M. de T… parla à quelques concierges de la maison qui s'empressèrent de lui offrir tout ce qui dépendait d'eux pour sa satisfaction. Il se fit montrer le quartier où Manon avait sa chambre, et l'on nous y conduisit avec une clef d'une grandeur effroyable, qui servit à ouvrir sa porte. Je demandai au valet qui nous menait, et qui était celui qu'on avait chargé du soin de la servir, de quelle manière elle avait passé le temps dans cette demeure. Il nous dit que c'était une douceur angélique; qu'il n'avait jamais reçu d'elle un mot de dureté; qu'elle avait versé continuellement des larmes pendant les six premières semaines après son arrivée, mais que, depuis quelque temps, elle paraissait prendre son malheur avec plus de patience, et qu'elle était occupée à coudre du matin jusqu'au soir à la réserve de quelques heures qu'elle employait à la lecture. Je lui demandai encore si elle avait été entretenue proprement. Il m'assura que le nécessaire, du moins, ne lui avait jamais manqué.

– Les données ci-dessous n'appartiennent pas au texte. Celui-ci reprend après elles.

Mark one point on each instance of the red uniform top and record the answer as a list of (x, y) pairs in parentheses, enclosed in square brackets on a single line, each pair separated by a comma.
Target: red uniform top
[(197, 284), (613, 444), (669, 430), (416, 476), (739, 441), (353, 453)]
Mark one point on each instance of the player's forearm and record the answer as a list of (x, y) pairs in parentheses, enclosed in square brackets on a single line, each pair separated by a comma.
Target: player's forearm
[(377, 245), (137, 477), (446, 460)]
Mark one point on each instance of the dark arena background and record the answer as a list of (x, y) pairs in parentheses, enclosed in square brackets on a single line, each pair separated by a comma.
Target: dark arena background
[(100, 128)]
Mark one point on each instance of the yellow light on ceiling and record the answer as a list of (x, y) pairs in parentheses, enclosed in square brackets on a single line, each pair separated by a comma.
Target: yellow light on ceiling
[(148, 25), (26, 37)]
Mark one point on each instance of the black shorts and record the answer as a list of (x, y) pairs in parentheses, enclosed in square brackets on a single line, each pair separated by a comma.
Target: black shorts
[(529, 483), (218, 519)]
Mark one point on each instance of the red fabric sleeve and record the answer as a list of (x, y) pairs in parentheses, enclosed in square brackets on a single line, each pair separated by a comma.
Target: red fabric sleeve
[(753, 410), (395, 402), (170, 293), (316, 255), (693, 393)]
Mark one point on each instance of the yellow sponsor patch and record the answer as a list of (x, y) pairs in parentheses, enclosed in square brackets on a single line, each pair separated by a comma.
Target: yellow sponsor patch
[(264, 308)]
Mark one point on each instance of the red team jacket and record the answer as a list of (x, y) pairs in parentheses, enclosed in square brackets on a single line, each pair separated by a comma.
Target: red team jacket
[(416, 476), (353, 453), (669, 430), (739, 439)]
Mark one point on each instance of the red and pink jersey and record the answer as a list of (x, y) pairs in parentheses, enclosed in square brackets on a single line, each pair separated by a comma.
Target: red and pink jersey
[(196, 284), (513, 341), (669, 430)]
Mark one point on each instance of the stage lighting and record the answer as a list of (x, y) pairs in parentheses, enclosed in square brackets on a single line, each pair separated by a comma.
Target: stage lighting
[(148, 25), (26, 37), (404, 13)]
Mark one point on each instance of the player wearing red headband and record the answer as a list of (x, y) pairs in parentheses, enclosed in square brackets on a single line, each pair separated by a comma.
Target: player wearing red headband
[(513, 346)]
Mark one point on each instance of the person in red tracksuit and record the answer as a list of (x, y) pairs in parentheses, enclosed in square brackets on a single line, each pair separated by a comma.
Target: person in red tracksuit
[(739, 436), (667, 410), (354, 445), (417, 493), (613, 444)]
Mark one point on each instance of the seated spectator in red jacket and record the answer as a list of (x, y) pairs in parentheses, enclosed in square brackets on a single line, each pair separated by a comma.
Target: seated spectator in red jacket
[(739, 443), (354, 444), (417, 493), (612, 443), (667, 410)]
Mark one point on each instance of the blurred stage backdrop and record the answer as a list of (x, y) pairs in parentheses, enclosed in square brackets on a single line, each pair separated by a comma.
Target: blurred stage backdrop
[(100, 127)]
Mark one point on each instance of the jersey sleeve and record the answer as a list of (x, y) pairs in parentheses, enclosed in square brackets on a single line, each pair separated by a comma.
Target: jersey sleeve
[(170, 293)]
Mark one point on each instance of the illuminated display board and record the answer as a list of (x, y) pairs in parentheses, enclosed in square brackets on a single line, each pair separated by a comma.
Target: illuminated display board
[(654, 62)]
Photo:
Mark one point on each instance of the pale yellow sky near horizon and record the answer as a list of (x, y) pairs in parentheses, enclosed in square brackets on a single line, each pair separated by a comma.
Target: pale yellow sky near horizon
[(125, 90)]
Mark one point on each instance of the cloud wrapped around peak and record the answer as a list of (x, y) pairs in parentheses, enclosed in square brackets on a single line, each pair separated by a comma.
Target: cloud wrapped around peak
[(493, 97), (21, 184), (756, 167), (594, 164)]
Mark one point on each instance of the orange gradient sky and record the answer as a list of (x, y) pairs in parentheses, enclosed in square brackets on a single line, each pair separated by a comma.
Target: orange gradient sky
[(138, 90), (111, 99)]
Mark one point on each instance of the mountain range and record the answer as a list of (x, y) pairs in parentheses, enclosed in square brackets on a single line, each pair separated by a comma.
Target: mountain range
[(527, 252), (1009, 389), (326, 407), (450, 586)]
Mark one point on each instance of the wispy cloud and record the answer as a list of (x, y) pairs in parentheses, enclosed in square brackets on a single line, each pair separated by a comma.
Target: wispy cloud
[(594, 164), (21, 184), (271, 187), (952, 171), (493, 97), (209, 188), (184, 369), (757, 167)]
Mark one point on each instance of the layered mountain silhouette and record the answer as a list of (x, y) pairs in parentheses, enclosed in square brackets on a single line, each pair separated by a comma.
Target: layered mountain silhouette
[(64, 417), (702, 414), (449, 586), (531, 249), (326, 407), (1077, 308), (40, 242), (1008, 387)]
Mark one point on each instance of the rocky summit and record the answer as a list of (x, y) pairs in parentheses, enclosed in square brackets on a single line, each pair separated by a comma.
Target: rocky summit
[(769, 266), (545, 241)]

Nous approchâmes de sa porte. Mon cœur battait violemment. Je dis à M. de T…: Entrez seul et prévenez-la sur ma visite, car j'appréhende qu'elle ne soit trop saisie en me voyant tout d'un coup. La porte nous fut ouverte. Je demeurai dans la galerie. J'entendis néanmoins leurs discours. Il lui dit qu'il venait lui apporter un peu de consolation, qu'il était de mes amis, et qu'il prenait beaucoup d'intérêt à notre bonheur Elle lui demanda, avec le plus vif empressement, si elle apprendrait de lui ce que j'étais devenu. Il lui promit de m'amener à ses pieds, aussi tendre, aussi fidèle qu'elle pouvait le désirer Quand? reprit-elle. Aujourd'hui même, lui dit-il; ce bienheureux moment ne tardera point; il va paraître à l'instant si vous le souhaitez. Elle comprit que j'étais à la porte. J'entrai, lorsqu'elle y accourait avec précipitation. Nous nous embrassâmes avec cette effusion de tendresse qu'une absence de trois mois fait trouver si charmante à de parfaits amants. Nos soupirs, nos exclamations interrompues, mille noms d'amour répétés languissamment de part et d'autre, formèrent, pendant un quart d'heure, une scène qui attendrissait M. de T… Je vous porte envie, me dit-il, en nous faisant asseoir; il n'y a point de sort glorieux auquel je ne préférasse une maîtresse si belle et si passionnée. Aussi mépriserais-je tous les empires du monde, lui répondis-je, pour m'assurer le bonheur d'être aimé d'elle.